How would I pass real-ips to apache or any other backend server?   Can I fake real-ip with my virtual IP 10.x.x.x?  How would I go about testing all of this on a single FreeBSD machine?  I hope I am not completely off base, because no tutors I read don’t even mention something like this, ether because it’s not possible or they figure it should be common knowledge.

***** https://techknight.eu/2015/08/13/let-nginx-reverse-proxy-pass-real-ips-to-apache/

https://www.knthost.com/nginx/nginx-reverse-proxy-setup-freebsd
http://linoxide.com/linux-how-to/install-nginx-reverse-proxy-apache-freebsd-10-2/
http://docplayer.net/5955106-Running-nginx-as-reverse-proxy-server.html
http://www.howdididothat.info/2013/...che-for-all-domains-on-other-virtual-machine/
https://www.quora.com/Whats-the-difference-between-a-reverse-proxy-and-forward-proxy
http://selby.highfield-house.org.uk/?cat=9
http://kbeezie.com/apache-with-nginx/

Other than what’s here and at GIT, that’s just about all she wrote for FreeBSD


----------



## Tabs (Mar 6, 2017)

What I would do is have a single nginx facing the internet with your real IP and have that reverse proxy to your other jailed nginx instances using virtual hosts.

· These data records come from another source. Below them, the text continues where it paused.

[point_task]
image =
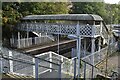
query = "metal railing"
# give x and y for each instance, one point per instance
(27, 42)
(65, 29)
(15, 62)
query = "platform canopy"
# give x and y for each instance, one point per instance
(80, 17)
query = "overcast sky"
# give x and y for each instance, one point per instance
(112, 1)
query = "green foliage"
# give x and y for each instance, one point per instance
(13, 11)
(106, 11)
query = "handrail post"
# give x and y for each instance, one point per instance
(36, 69)
(84, 56)
(10, 61)
(74, 68)
(50, 56)
(59, 71)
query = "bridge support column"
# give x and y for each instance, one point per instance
(92, 57)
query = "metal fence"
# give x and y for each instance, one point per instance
(22, 64)
(12, 61)
(26, 42)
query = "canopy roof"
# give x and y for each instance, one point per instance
(80, 17)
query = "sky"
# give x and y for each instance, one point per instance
(112, 1)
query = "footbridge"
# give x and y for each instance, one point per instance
(86, 32)
(75, 26)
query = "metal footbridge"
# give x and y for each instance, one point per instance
(77, 27)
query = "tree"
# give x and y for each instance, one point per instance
(13, 11)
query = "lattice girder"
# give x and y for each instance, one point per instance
(65, 29)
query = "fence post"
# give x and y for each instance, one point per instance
(59, 71)
(84, 56)
(10, 61)
(74, 68)
(18, 39)
(36, 68)
(50, 56)
(92, 51)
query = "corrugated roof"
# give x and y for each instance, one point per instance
(82, 17)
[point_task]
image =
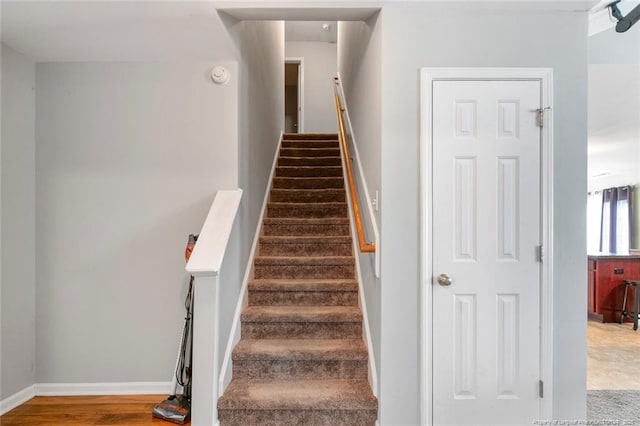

With regards to testing it on a single machine, if you have a single nginx with your real IP then you can just use the loopback adapter for your backend nginx and application servers.

Hope that helps, I'm not too clear on the question to be honest


----------



## max21 (Mar 6, 2017)

Exactly what I needed to hear.  I was trying to avoid facing the INTERNET with my IP and figure out how to do the loop-back thing.  i'm going to rent a cheap VPS and learn from there like everybody else.  Thanks a zillion Tabs@.  This is so interesting, I think I’ll try this first



Tabs said:


> What I would do is have a single nginx facing the internet with your real IP and have that reverse proxy to your other jailed nginx instances using virtual hosts.


----------